Still curious as to why the nodes are reporting themselves as master/slave.

Cheers,
Gervais

> On Mar 31, 2015, at 5:04 PM, Gervais de Montbrun <gervais at silverorange.com> wrote:
> 
> Hi Yugo,
> 
> I understand your description below of the situation and should have realized the difference between the nodes in show pool_nodes and pcp_watchdog_info. I’m still curious why the backend nodes report themselves as “master” and “slave” when I am not running in replication and load balancing mode. Shouldn’t this be a master/master situation as writes are going to both server simultaneously?
> 
> On another note… I am now testing my setup and have hit a snag. I have a php script that is writing to the pgpool (which then sends writes to both back-ends) in an endless loop. When I shutdown one of the postgres servers, the watchdog notices and sets this node to a “degenerated” state. But my script then quits out with an error… I was expecting and hoping that it would continue to run and that I could then just recover the downed node later. After some experimenting and searching, I found an old post where Tatsuo Ishii tells a user that there is a -g flag for pcp_detach_node…. I then tested doing a graceful detach and this does not crash my script… It looks like watchdog does not do a graceful detach, but instead immediately detaches a node when it gets the signal that it is shutting down. Is there a way to make watchdog default to graceful detach of a node. This way we could shutdown and service a node without breaking our web sites?
> 
> This is the mail exchange I am referencing: http://www.sraoss.jp/pipermail/pgpool-general/2014-July/003100.html
> 
> Thank you in advance for your help with this.
> 
> Cheers,
> Gervais
> 
>> On Mar 31, 2015, at 3:20 AM, Yugo Nagata <nagata at sraoss.co.jp> wrote:
>> 
>> Hi,
>> 
>> On Mon, 30 Mar 2015 11:28:15 -0300
>> Gervais de Montbrun <gervais at silverorange.com> wrote:
>> 
>>> Hi,
>>> 
>>> Thank you for your reply.
>>> 
>>> I was concerned about ignoring the pgpool_status file at startup. When pgpool starts, it check to see if the backend nodes are running, but does not communicate with the other pgpool server to check the state of the backends.
>> 
>> Yes, pgpool-II doesn't communicate with each other about pgpool_stats.
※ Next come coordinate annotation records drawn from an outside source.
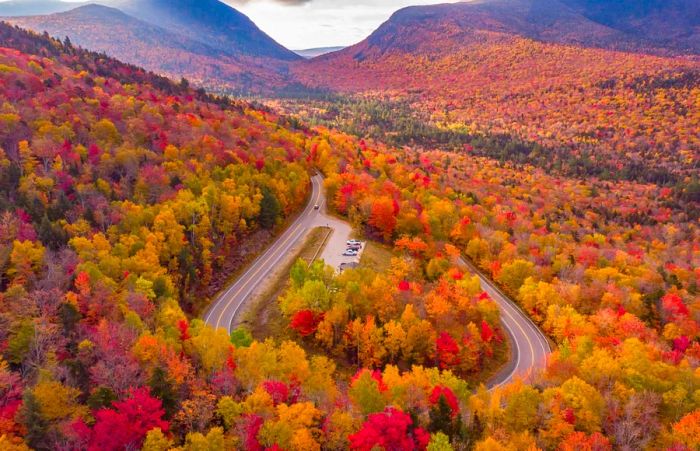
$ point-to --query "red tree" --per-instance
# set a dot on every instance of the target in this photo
(389, 430)
(126, 426)
(442, 391)
(447, 350)
(305, 322)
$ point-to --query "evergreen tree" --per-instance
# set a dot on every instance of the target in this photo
(270, 209)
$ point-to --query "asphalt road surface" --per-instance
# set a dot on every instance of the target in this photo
(529, 346)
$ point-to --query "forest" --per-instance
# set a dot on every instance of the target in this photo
(123, 195)
(581, 111)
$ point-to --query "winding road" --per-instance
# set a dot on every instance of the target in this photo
(529, 346)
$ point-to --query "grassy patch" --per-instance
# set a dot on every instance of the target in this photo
(264, 318)
(377, 256)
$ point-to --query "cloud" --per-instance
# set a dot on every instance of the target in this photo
(300, 24)
(281, 2)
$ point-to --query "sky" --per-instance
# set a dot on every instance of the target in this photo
(303, 24)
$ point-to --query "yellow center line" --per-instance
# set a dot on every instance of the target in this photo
(262, 264)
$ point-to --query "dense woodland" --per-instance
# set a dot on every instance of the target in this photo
(122, 194)
(590, 112)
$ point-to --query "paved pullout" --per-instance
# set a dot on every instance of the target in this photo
(529, 346)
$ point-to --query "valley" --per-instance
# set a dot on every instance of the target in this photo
(524, 176)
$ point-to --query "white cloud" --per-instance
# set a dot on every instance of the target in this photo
(320, 23)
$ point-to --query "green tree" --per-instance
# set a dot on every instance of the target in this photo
(270, 209)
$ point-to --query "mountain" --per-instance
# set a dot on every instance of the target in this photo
(318, 51)
(209, 21)
(675, 23)
(33, 7)
(538, 73)
(205, 62)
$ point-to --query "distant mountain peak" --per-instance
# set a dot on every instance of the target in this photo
(211, 22)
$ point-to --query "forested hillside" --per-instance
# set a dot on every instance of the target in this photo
(493, 72)
(124, 195)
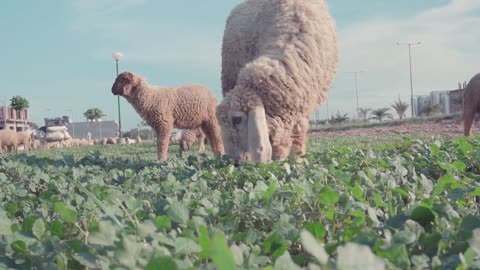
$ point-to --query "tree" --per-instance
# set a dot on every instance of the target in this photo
(363, 112)
(380, 114)
(19, 103)
(400, 107)
(339, 118)
(93, 114)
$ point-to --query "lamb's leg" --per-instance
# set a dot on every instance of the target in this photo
(162, 144)
(468, 123)
(282, 150)
(299, 139)
(212, 132)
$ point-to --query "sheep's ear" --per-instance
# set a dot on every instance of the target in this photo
(259, 146)
(127, 89)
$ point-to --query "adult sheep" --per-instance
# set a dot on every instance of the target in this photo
(471, 104)
(188, 107)
(25, 138)
(279, 58)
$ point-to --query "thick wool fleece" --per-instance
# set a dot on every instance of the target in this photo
(185, 107)
(281, 54)
(25, 138)
(471, 103)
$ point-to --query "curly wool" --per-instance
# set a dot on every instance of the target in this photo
(25, 138)
(185, 107)
(190, 136)
(279, 53)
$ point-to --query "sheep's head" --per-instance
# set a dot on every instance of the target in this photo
(244, 127)
(124, 84)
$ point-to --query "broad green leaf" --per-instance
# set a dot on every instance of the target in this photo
(316, 229)
(424, 216)
(164, 263)
(186, 246)
(19, 246)
(67, 214)
(38, 228)
(353, 256)
(178, 213)
(328, 196)
(221, 254)
(311, 245)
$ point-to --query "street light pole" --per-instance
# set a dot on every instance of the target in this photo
(116, 56)
(356, 90)
(411, 79)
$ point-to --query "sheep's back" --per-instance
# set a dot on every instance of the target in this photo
(194, 105)
(293, 52)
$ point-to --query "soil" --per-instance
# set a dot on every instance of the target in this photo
(448, 128)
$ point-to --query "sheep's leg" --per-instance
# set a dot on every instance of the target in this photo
(212, 132)
(201, 147)
(162, 144)
(468, 123)
(281, 151)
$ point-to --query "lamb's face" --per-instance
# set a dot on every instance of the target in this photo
(124, 84)
(245, 134)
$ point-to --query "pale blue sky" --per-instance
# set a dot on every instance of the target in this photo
(58, 53)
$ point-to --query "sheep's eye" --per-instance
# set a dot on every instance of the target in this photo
(236, 120)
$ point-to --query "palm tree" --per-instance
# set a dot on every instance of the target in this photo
(93, 114)
(19, 103)
(363, 112)
(380, 114)
(400, 107)
(338, 118)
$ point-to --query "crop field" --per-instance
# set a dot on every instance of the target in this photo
(376, 202)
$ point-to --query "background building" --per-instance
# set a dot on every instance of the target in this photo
(9, 119)
(98, 129)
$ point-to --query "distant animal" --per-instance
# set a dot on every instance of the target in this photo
(471, 104)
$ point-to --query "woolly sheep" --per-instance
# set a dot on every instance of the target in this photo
(25, 138)
(189, 107)
(471, 104)
(9, 140)
(279, 58)
(189, 137)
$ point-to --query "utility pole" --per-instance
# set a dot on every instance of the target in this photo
(411, 80)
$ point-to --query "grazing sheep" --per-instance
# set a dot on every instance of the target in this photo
(189, 137)
(279, 58)
(189, 107)
(37, 144)
(175, 137)
(25, 138)
(471, 104)
(9, 140)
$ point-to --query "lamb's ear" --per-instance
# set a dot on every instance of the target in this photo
(259, 146)
(127, 89)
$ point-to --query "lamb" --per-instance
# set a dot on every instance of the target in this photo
(188, 107)
(471, 104)
(8, 140)
(279, 58)
(189, 137)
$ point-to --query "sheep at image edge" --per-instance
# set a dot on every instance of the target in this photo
(279, 58)
(185, 107)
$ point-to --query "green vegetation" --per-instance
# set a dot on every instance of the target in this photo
(385, 202)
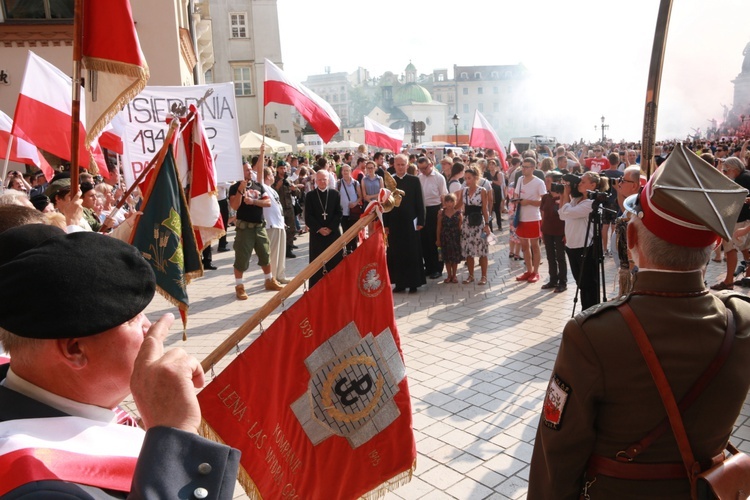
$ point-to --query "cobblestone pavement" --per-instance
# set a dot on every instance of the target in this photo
(478, 359)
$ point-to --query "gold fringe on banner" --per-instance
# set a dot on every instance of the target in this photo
(141, 75)
(390, 485)
(206, 431)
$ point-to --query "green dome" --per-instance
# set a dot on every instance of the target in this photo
(411, 92)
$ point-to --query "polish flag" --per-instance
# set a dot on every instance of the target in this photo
(43, 113)
(112, 55)
(484, 136)
(318, 113)
(21, 151)
(382, 136)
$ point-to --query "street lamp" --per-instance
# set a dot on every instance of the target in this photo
(604, 127)
(456, 119)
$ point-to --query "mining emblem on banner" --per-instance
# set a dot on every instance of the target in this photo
(319, 403)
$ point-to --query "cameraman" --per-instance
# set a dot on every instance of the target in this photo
(574, 211)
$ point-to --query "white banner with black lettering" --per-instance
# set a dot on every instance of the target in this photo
(145, 127)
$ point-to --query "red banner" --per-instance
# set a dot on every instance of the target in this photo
(319, 403)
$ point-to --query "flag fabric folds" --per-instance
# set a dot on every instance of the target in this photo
(383, 137)
(202, 195)
(484, 136)
(113, 57)
(319, 403)
(164, 235)
(22, 150)
(318, 113)
(43, 114)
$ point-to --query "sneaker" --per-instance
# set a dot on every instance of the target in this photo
(273, 285)
(722, 286)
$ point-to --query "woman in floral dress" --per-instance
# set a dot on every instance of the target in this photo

>> I realized this problem and plan to enhance wathdog about this in future.
>> 
>>> It is possible for postgresql server to be running and still be in a detached state. I changed the failover and failback commands to include shutting down the postgresql-server on the backend that is being detached and attached. This seems to be working fine now and I think that I have my setup properly configured for all edge cases.
>> 
>>> 
>>> One thing that I noticed is that the result of the show pool_nodes command seems to be incorrect.
>>> 	psql -Upostgres -hcara0 -c "show pool_nodes”
>>> 
>>> 	 node_id | hostname | port  | status | lb_weight | role
>>> 	---------+----------+-------+--------+-----------+————
>>> 	 0       | cara0    | 54321 | 2      | 0.500000  | master
>>> 	 1       | cara1    | 54321 | 2      | 0.500000  | slave
>>> 	(2 rows) 
>>> 
>>> 
>>> 	pcp_watchdog_info 10 cara0 9898 postgres <password> 
>>> 	cara0 5432 9000 2
>>> 
>>> 	pcp_watchdog_info 10 cara0 9898 postgres <password> 0
>>> 	cara1 5432 9000 3
>> 
>> No problem. show pool_nodes and pcp_watchdog_info report different information.
>> 
>> "show pool_nodes" reports status of backend nodes, i.e., pgpool_status.
>> The status number means as same as pcp_node_info.
>> 
>>   0 - This state is only used during the initialization. PCP will never display it.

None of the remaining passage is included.